The printing press gave us mass literacy, political revolutions, and an explosion of human knowledge. If all it had achieved was making junk mail possible, we would consider that a colossal failure of imagination.
AI has the same duality. It can drive progress—but its most eye-catching commercial application is hyper-personalization: refining how people shop, scroll, and consume media. In this application, instead of broadening human decision-making, AI is being used to narrow it—to predict desires, personalize recommendations, and nudge people toward purchases they might not have considered.
AI Has To Follow the Money
This isn’t a grand conspiracy. It’s just how economics works. AI is expensive to develop, and companies need to monetize it. The fastest return on investment comes from the sectors with the most money and the best access to data: retail, banking, healthcare, media, and defense. These industries are setting AI’s priorities.
That means AI is advancing fastest in hyper-personalization and persuasion—not because they are the most valuable uses for society, but because they are the most profitable.
Hyper-Personalization: A Comfortable, Profitable Trap
Personalization is sold as a benefit—helping people find exactly what they want, when they want it. But in reality, it is an economic tool, not an empowerment tool.

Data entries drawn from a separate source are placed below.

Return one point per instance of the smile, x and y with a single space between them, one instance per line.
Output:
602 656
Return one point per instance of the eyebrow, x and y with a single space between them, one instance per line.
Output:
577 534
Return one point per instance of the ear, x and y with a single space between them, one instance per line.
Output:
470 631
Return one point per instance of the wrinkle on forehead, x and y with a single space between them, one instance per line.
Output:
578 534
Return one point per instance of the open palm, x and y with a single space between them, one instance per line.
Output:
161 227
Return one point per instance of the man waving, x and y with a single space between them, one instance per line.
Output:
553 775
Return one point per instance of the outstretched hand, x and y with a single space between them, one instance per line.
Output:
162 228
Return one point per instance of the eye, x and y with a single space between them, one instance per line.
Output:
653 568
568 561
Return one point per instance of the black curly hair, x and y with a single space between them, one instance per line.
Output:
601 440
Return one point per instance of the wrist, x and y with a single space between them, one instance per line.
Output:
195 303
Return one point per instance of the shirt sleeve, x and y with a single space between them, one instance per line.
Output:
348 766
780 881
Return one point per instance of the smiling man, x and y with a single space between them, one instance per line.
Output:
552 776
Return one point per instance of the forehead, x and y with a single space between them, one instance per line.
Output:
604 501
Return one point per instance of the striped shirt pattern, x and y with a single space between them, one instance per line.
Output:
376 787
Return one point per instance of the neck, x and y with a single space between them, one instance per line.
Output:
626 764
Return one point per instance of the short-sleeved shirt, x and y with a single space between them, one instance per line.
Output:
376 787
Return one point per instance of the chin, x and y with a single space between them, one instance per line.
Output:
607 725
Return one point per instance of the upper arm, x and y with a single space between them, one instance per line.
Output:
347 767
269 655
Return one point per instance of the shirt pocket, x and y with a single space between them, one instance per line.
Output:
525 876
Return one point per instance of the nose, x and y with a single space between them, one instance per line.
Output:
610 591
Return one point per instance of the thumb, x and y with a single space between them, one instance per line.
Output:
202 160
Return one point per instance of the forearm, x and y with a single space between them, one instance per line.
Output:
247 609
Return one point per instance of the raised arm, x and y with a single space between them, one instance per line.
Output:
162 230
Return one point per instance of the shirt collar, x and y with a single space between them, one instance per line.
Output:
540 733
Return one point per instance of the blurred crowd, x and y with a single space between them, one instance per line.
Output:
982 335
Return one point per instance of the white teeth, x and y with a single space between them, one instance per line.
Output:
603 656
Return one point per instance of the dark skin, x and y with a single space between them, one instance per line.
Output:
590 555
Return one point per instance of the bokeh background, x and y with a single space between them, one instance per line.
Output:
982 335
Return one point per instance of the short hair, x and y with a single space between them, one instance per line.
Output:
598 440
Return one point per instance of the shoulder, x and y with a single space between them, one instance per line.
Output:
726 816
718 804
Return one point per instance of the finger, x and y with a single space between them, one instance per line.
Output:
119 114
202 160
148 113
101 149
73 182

It works by making choices for people, reducing friction in transactions, and subtly steering decisions. The more predictable someone is, the easier they are to monetize.
This makes hyper-personalization incredibly effective. It keeps people engaged, increases spending, and refines consumer habits in ways they barely notice. But it also reinforces biases, fragments shared experience, and subtly limits exposure to anything outside a neatly curated digital world. The printing press allowed for the circulation of dangerous new ideas—AI risks creating a world where people see only what they are already inclined to believe.

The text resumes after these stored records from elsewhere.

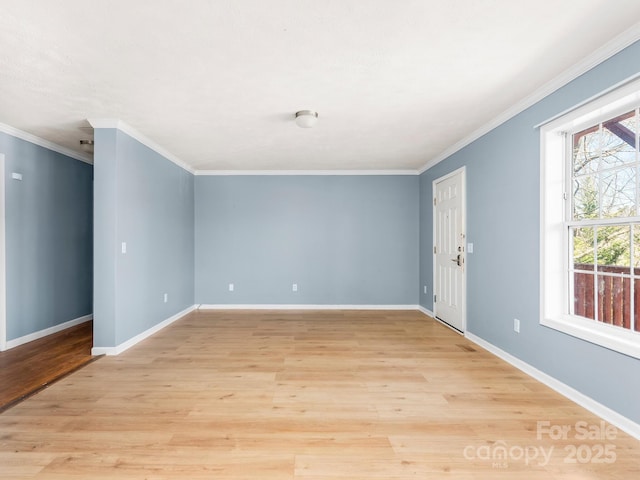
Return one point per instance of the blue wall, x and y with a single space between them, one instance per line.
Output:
147 201
503 217
343 239
49 249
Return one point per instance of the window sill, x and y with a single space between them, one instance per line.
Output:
604 335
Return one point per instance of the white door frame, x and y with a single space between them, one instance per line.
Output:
3 276
463 171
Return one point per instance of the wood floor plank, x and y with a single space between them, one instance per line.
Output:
301 395
27 368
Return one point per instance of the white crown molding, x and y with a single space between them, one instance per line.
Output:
47 331
611 416
305 172
133 133
622 41
141 336
41 142
303 307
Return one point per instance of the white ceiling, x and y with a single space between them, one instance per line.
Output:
217 82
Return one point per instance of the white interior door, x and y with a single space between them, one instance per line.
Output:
449 249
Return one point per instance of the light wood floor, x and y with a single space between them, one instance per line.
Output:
306 395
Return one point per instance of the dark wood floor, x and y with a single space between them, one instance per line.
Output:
30 367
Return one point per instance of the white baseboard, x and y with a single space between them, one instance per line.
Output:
303 307
47 331
611 416
427 312
141 336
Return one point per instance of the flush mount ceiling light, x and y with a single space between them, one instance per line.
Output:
306 118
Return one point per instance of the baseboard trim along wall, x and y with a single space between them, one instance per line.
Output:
47 331
304 307
427 312
141 336
614 418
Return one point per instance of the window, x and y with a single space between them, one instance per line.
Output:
590 257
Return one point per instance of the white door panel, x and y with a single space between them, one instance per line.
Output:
449 251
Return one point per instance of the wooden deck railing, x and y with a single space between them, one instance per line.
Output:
614 295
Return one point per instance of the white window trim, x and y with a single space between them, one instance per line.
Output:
554 254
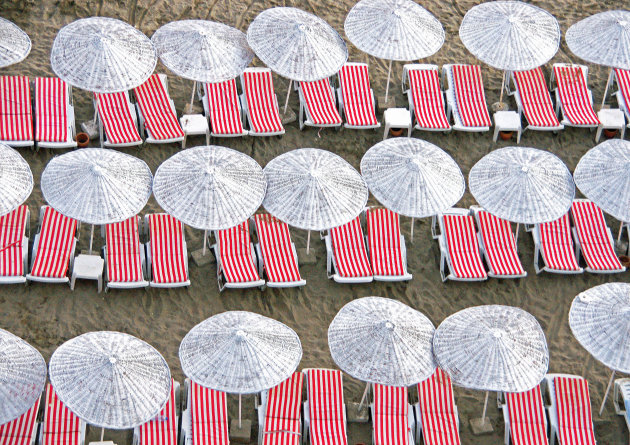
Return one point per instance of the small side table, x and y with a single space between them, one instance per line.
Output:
397 118
610 119
507 121
194 124
88 267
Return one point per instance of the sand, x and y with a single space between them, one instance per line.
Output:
48 315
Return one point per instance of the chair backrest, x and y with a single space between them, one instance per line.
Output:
223 107
535 98
277 251
56 241
124 260
51 109
115 114
348 246
159 117
428 100
236 255
16 116
168 254
358 98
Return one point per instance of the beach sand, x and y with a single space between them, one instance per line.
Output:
47 315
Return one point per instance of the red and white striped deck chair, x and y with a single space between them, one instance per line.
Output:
279 414
573 98
533 99
223 109
392 418
156 110
570 413
466 98
426 99
117 120
276 252
205 420
347 258
14 246
60 425
54 114
260 103
436 412
554 243
386 245
324 409
498 245
167 254
236 258
593 238
124 255
23 430
53 247
459 248
16 115
317 104
356 98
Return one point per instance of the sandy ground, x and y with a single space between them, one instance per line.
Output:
48 315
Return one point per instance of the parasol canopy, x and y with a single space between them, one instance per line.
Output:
379 340
412 177
110 379
313 189
240 352
22 376
103 55
210 187
522 184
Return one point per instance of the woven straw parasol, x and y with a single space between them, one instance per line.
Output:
16 179
22 376
110 379
15 44
600 321
102 55
394 30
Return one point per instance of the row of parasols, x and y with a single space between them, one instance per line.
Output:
114 380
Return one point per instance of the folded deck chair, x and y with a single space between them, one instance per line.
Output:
53 247
222 106
386 246
205 421
276 251
124 255
498 245
260 103
436 413
570 414
356 98
466 98
554 243
459 248
16 115
14 246
426 99
317 104
279 414
118 126
573 98
533 99
156 110
347 259
236 258
593 238
324 409
54 114
167 255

This Industrial Revolution Cannot Be Defined by Consumption Alone
AI will continue to develop at extraordinary speed, but its trajectory is not yet fixed. The question is whether we will allow it to be defined primarily by retail and political manipulation, or whether we will insist on a broader, more balanced application—one that includes public good alongside profit.

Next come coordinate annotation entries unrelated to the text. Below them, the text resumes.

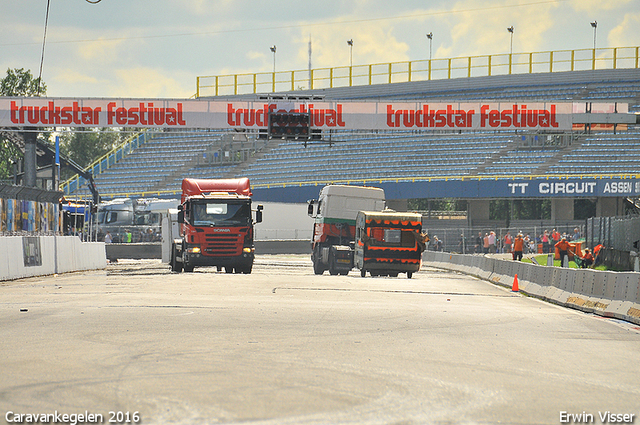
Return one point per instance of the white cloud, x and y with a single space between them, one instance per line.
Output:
626 33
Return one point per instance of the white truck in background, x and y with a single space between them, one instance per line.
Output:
335 213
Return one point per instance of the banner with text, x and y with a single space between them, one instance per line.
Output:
165 113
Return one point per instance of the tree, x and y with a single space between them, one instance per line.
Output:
17 82
85 146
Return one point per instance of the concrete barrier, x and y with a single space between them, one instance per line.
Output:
26 256
609 294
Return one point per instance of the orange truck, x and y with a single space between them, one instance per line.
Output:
216 226
389 243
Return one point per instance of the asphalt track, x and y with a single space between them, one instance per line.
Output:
283 346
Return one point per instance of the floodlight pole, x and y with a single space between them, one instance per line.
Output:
594 24
510 29
273 49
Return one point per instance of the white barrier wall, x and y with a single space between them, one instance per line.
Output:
43 255
609 294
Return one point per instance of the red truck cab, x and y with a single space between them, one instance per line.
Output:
216 226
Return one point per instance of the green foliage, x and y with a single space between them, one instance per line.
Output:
85 146
520 209
19 82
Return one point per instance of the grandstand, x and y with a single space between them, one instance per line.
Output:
158 166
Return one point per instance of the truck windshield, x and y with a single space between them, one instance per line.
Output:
221 214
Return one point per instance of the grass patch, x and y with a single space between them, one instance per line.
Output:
542 260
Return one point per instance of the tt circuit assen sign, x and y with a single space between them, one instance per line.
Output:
163 113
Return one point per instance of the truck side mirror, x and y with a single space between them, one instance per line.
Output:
180 213
259 214
310 208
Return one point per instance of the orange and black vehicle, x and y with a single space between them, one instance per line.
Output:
388 243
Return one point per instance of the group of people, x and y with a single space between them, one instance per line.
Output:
487 244
523 244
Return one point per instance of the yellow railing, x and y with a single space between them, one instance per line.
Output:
420 70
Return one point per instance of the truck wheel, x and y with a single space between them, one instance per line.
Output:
318 267
175 265
332 266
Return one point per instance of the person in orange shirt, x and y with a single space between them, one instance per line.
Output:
563 248
518 245
587 259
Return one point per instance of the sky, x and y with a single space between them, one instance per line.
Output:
157 48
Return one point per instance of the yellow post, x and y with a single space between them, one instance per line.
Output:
573 55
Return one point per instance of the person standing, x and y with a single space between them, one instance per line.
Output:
492 242
518 245
563 248
587 259
508 240
479 242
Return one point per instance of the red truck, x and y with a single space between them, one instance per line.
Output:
216 226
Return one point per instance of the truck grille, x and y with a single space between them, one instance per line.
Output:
223 245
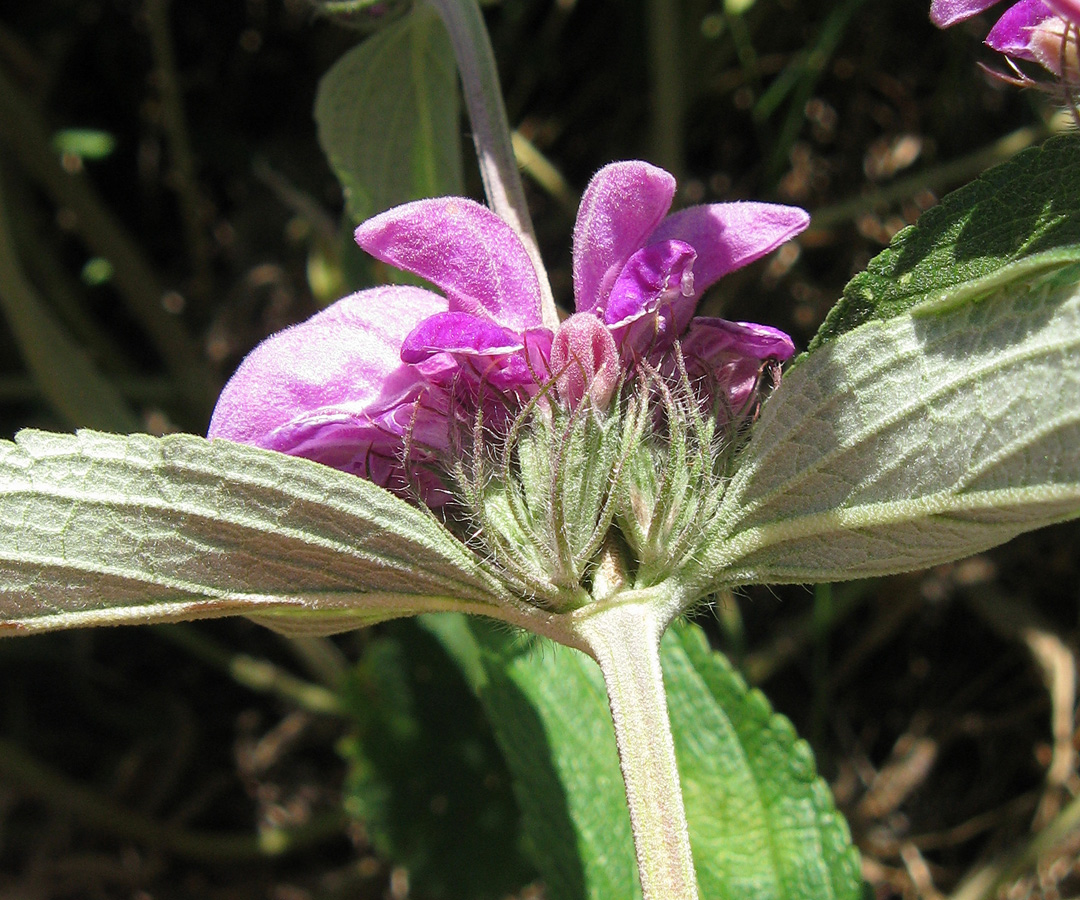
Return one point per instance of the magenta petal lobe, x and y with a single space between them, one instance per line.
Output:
463 249
334 388
729 236
623 203
658 276
458 333
944 13
584 360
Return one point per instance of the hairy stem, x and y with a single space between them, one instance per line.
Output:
624 640
502 184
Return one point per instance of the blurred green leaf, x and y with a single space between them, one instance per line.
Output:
1015 220
88 144
763 823
388 117
427 778
96 271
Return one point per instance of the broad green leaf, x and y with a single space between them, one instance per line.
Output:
388 117
913 441
426 777
763 824
103 529
1017 219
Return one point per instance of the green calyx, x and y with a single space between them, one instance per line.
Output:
584 507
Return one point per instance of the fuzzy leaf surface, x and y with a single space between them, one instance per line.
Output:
106 529
913 441
388 118
763 824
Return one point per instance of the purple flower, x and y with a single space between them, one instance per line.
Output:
390 368
1033 30
944 13
381 381
642 272
1043 31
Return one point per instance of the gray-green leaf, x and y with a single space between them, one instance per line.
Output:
913 441
388 117
103 529
763 824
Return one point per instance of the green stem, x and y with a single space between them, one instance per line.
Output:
666 90
502 184
624 640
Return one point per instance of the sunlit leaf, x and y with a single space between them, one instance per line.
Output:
1018 218
914 441
102 529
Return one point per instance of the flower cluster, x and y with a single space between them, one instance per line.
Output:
377 383
1042 31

There is nothing wrong with AI being commercially successful—it must be. But if its most significant early impact is perfecting targeted advertising and political messaging, then we will have made a choice without realizing it. AI could transform education, accelerate medical research, and improve governance. It could be a tool for exploration, creativity, and economic inclusion. But none of that will happen automatically.
If we want AI to be more than an engine for selling and persuasion, we need to engage now. Once its commercial incentives are set, changing direction will be far harder.